Details worth knowing:

* Request windows use a sliding-window estimate, so bursts cannot double up at
  window boundaries.
* Token usage is counted after each response completes (streams included).
  One request can overshoot a token window before the counter catches up —
  the same behavior as other gateways that count tokens from responses.
* Response-cache hits are served before enforcement and count nothing.
* A realtime session counts as one request and holds one concurrency slot for
  the whole session. A batch submission counts as one request and holds no
  concurrency slot.
* Counters live in memory, per gateway instance: with N replicas the
  effective limit is about N times the configured value, and counters reset
  on restart. Use budgets for durable, cross-instance control.

## Client behavior

Requests over a limit receive:

```json theme={null}
{
  "error": {
    "type": "rate_limit_error",
    "message": "rate limit exceeded for /team/alpha: minute request limit of 100 reached",
    "code": "rate_limit_exceeded",
    "param": null
  }
}
```

with status `429` and a `Retry-After` header holding the seconds until a
retry would actually be admitted under the sliding window (which can extend
past the next window boundary).
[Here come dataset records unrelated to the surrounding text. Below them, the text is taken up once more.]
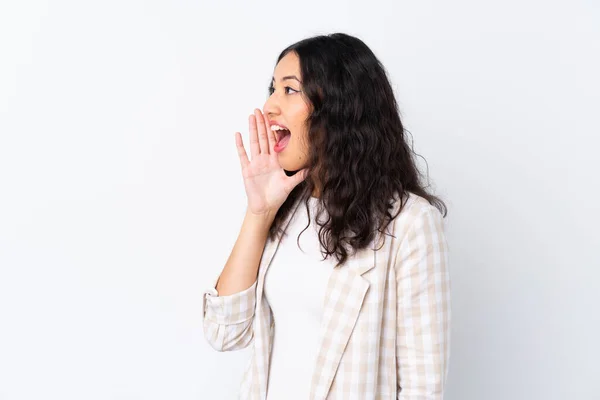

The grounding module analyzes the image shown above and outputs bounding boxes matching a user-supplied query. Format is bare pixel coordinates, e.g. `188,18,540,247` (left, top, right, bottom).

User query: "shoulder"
392,192,443,241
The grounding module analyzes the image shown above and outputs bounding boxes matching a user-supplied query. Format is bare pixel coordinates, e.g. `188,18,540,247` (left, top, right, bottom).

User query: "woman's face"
263,52,311,171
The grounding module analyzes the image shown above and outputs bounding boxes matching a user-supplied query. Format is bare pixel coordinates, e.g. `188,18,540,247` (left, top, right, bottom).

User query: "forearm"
216,211,274,296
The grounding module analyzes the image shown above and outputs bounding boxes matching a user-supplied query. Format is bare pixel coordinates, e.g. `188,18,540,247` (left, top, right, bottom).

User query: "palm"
236,111,306,214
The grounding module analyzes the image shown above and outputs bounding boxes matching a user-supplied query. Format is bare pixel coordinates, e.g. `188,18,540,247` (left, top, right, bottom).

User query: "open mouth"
277,129,291,142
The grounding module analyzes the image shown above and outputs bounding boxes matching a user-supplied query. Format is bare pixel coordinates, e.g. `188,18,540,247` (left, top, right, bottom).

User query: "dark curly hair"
269,33,447,265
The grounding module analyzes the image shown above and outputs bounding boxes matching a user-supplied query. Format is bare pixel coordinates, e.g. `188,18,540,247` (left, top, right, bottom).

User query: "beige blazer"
203,193,451,400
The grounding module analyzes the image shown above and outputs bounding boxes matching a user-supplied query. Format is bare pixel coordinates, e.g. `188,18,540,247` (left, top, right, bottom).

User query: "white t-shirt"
264,197,337,400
OpenAI SDKs back off automatically on this
shape.

Successful responses on limited paths carry OpenAI-style headers from the
most-constrained matching rule:

```text theme={null}
x-ratelimit-limit-requests: 100
x-ratelimit-remaining-requests: 97
x-ratelimit-reset-requests: 42
x-ratelimit-limit-tokens: 50000
x-ratelimit-remaining-tokens: 31200
x-ratelimit-reset-tokens: 42
```

## Admin API

```bash theme={null}
curl -H "Authorization: Bearer $GOMODEL_MASTER_KEY" \
  http://localhost:8080/admin/rate-limits
```

Create or update a rule (`user_path` is shorthand for
`"scope": "user_path", "subject": ...`):

```bash theme={null}
curl -X PUT http://localhost:8080/admin/rate-limits \
  -H "Authorization: Bearer $GOMODEL_MASTER_KEY" \
  -H "Content-Type: application/json" \
  -d '{
    "user_path": "/team/alpha",
    "limit_key": {"period": "minute"},
    "max_requests": 100,
    "max_tokens": 50000
  }'
```

Provider and model rules name their subject explicitly:

```bash theme={null}
curl -X PUT http://localhost:8080/admin/rate-limits \
  -H "Authorization: Bearer $GOMODEL_MASTER_KEY" \
  -H "Content-Type: application/json" \
  -d '{
    "scope": "provider",
    "subject": "openai",
    "limit_key": {"period": "minute"},
    "max_requests": 500
  }'
```

Delete a rule:

```bash theme={null}
curl -X DELETE http://localhost:8080/admin/rate-limits \
  -H "Authorization: Bearer $GOMODEL_MASTER_KEY" \
  -H "Content-Type: application/json" \
  -d '{"scope": "provider", "subject": "openai", "limit_key": {"period": "minute"}}'
```

Reset live counters for one rule (`POST /admin/rate-limits/reset-one` with
`{"scope": ..., "subject": ..., "period": ...}`) or for all rules
(`POST /admin/rate-limits/reset` with `{"confirmation": "reset"}`). Editing a
rule never resets its counters; deleting one does.

See [Admin Endpoints](/advanced/admin-endpoints) for the endpoint list.